Ensuite, nous devons nous pencher sur un sujet dont on ne parle pas très souvent, parce qu’il a longtemps fait partie du train-train républicain de notre pays : la coopération entre les services d’ordre des manifestations, en particulier les services d’ordre syndicaux, qui ont la capacité d’encadrement la plus forte, et les dirigeants de la force publique. Ce dialogue, qui a longtemps été le premier facteur de régulation des manifestations, s’est-il maintenu au même niveau de qualité ? Du reste, les services d’ordre ont-ils aujourd’hui la même capacité d’encadrement qu’il y a dix ou vingt ans ?
Par ailleurs, les gens auxquels nous faisons face, des gens qui veulent fragiliser la démocratie à travers la violence dans les manifestations, commettent des délits. Ils sont donc susceptibles de poursuites judiciaires. Or nous avons une sérieuse difficulté à faire constater, sur le moment et de manière judiciairement probante, la réalisation de l’infraction et son imputation à un individu donné, généralement déguisé. Depuis deux ou trois ans, monsieur le secrétaire d’État, a-t-on progressé dans la caractérisation en temps réel des délits commis au cours des manifestations ?

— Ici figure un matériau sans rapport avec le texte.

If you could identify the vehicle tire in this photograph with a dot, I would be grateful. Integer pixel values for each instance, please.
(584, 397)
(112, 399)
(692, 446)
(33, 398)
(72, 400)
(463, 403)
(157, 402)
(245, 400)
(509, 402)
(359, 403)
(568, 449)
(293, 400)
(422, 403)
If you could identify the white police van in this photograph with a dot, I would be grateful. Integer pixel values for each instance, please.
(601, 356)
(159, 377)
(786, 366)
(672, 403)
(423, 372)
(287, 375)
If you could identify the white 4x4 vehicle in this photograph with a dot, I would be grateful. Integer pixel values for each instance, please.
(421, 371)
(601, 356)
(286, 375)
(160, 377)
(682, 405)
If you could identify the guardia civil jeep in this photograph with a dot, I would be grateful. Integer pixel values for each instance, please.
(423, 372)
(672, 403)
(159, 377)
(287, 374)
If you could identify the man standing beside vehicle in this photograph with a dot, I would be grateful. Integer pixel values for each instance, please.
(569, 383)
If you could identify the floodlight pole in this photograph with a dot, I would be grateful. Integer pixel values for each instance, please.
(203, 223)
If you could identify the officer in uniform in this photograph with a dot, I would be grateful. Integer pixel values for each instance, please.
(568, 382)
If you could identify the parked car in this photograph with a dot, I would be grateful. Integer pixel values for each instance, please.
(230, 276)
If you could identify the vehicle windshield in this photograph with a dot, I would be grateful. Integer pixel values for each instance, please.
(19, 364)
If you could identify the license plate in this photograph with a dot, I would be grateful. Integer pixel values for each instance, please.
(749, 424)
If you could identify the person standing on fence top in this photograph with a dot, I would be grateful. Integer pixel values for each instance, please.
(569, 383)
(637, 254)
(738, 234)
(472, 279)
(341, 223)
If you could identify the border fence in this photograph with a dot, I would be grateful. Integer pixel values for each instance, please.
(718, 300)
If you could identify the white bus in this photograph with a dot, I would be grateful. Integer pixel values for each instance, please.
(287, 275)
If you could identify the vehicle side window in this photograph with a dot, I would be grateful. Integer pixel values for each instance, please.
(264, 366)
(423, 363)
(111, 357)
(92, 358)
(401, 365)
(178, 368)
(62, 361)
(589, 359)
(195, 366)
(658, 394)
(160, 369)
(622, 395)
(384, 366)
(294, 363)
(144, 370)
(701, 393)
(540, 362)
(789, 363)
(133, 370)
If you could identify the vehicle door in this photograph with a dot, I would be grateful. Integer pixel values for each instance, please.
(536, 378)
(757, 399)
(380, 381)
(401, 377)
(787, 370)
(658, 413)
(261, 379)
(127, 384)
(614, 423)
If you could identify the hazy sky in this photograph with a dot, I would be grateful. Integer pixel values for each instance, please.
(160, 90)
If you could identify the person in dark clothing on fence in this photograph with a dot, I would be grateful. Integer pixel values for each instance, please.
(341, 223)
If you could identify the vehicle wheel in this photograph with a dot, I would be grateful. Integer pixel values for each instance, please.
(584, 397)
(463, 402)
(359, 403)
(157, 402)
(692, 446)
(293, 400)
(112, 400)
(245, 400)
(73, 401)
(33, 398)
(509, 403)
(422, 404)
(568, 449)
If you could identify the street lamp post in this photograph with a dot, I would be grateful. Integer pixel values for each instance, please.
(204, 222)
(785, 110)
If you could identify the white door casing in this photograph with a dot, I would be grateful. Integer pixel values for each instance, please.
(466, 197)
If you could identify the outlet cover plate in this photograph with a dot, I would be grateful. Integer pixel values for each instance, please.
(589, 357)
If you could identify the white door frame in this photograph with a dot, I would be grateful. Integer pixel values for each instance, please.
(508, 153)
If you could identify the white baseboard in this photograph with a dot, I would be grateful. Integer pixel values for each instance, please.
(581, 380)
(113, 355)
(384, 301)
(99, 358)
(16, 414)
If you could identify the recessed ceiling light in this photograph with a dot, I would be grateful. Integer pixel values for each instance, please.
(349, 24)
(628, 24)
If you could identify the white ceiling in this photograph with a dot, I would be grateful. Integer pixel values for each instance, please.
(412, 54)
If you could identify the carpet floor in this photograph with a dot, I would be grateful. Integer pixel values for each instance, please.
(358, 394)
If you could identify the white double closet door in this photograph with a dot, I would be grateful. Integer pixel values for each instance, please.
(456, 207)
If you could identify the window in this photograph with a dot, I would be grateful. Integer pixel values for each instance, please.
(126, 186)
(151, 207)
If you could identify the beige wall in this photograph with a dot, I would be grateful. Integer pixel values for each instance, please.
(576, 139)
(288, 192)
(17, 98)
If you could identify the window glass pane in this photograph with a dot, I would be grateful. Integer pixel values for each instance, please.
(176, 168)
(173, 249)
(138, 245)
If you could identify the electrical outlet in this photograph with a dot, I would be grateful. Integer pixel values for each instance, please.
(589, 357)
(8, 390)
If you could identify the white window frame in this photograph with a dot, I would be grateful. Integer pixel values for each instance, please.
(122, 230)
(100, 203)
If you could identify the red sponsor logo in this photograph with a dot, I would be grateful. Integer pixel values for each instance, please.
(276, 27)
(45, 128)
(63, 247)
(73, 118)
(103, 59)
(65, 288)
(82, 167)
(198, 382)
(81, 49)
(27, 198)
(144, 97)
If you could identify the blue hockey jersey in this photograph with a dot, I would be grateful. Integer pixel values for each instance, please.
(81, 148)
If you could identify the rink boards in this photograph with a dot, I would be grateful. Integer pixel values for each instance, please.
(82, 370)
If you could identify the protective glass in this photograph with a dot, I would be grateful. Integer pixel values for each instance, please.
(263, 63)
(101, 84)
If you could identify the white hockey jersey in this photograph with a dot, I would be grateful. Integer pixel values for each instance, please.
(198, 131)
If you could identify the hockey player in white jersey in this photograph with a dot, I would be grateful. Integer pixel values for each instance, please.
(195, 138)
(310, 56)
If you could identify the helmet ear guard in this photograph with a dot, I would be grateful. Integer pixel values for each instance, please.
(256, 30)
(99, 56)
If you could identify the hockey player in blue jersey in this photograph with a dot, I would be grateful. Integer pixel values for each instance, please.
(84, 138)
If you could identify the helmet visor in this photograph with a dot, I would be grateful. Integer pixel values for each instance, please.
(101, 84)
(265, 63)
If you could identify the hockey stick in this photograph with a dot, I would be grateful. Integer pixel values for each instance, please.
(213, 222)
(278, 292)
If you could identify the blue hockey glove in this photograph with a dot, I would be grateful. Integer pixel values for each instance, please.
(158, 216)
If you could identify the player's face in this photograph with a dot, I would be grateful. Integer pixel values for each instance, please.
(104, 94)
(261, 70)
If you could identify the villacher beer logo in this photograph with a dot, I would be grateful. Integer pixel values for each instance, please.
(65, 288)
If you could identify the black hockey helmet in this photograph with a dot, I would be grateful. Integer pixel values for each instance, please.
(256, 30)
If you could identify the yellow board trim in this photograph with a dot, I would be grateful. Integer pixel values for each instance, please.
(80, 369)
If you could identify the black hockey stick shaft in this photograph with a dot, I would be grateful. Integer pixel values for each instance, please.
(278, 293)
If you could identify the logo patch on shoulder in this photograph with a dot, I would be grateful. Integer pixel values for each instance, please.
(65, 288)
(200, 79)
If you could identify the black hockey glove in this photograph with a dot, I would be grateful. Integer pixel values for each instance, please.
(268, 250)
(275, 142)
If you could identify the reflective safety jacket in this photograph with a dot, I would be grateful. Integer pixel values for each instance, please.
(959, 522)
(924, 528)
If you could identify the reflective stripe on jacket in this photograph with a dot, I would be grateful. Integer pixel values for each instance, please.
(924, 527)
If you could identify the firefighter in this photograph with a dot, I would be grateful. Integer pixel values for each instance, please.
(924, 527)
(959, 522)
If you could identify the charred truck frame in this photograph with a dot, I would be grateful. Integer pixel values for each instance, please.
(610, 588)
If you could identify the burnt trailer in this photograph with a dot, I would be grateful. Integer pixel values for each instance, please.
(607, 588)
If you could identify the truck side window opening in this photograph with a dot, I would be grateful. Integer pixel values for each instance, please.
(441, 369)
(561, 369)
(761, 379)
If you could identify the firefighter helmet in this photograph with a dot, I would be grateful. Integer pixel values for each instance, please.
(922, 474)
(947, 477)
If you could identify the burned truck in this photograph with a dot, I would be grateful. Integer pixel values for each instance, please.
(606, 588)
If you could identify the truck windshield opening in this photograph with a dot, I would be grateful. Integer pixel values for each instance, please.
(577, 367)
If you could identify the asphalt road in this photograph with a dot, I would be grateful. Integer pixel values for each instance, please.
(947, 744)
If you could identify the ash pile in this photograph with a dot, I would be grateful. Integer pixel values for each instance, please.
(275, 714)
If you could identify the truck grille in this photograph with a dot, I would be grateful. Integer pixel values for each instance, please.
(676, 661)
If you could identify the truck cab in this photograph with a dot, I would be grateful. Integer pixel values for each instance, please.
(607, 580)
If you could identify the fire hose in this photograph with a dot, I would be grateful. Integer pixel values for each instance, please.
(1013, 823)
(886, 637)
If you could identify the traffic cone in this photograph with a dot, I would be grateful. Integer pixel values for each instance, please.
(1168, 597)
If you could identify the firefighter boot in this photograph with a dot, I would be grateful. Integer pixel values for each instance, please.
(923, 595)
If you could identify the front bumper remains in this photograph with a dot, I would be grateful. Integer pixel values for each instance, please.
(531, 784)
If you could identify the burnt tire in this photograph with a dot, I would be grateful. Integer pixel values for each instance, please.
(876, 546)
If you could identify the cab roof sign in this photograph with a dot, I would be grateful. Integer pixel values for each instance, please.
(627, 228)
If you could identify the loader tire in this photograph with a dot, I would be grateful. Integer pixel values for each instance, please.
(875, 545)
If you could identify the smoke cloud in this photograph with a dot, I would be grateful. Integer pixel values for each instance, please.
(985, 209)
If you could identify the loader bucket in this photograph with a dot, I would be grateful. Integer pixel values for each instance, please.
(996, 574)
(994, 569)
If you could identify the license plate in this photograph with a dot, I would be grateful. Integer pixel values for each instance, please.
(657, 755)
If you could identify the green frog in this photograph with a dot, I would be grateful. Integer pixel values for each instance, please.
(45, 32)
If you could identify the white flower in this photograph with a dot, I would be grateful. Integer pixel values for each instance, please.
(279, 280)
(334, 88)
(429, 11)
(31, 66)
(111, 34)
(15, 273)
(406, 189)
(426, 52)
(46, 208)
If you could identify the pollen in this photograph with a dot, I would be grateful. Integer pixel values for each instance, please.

Enfin, du fait de la fréquence des manifestations et de la forte mobilisation à laquelle elles vous contraignent, vous devez régulièrement faire appel à des forces de sécurité publique non destinées à maintenir l’ordre : ces forces appelées en renfort ont-elles pu gagner en formation et en aguerrissement, afin que soit confortée leur aptitude à intervenir auprès de leurs collègues spécialisés ?
Puisque l’on parle de liberté de manifestation, il est une manifestation que je crois unanime parmi nous : celle de la solidarité des républicains vis-à-vis de tous ceux, militaires et fonctionnaires civils, qui assument la charge de protéger la paix publique face à ceux qui se proposent de la détruire. Cette manifestation, il me semble qu’elle en vaut bien d’autres ! (Applaudissements sur les travées des groupes LaREM, RDSE et Les Indépendants.)